The Beths at RNZ with mega-fan Jesse Mulligan in 2022.
RNZ
Although their music has an edge, Stokes says the front row at a Beths show is usually full of "really engaged and happy faces".
She does have a message for the inevitable "yawning guy", though - "Just don't yawn if you're in the front row. Turn around."
Now an old hand at festival-going, Stokes' hack for legs sore from standing is taking ibuprofen around 10pm.
Her biggest tip for having a good time is don't be afraid to peel off from your mates to make sure you see the artists you like.
When you're interested in watching a certain artist but your friends are more into chatting you've simply got to break away from them, Stokes says.
"You'll regret it if you're just standing at the back and like 'I could be having a much better time'.
"Go right to the front and get amongst the people who are really on the same level as you for that particular artist, and then meet up again afterwards."
The Beths at RNZ's Auckland studio in 2017.

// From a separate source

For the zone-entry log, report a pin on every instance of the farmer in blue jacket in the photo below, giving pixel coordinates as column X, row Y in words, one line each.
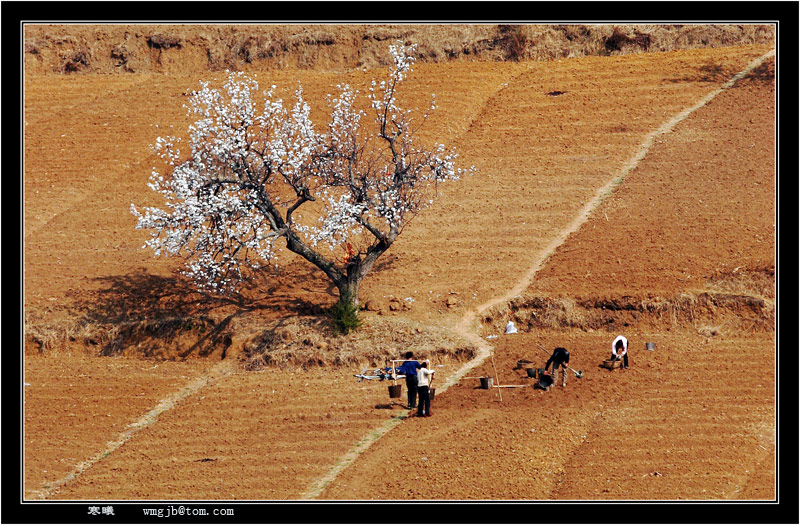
column 409, row 369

RNZ / Cole Eastham-Farrelly
The Beths - whose name comes from Beth, a shortening of Stokes' full name 'Elizabeth' - got together when the bandmates were all studying jazz at Auckland University in 2014.
Eleven years later, as they release their sixth album, Pierce's advice to aspiring musicians is to keep churning out the songs.
"The only way to get better at something is to do it a lot so just commit to writing. If you write 20 songs this year I guarantee you one of those songs at least will be good."
Last year The Beths recorded a prestigious Tiny Desk concert at NPR in New York.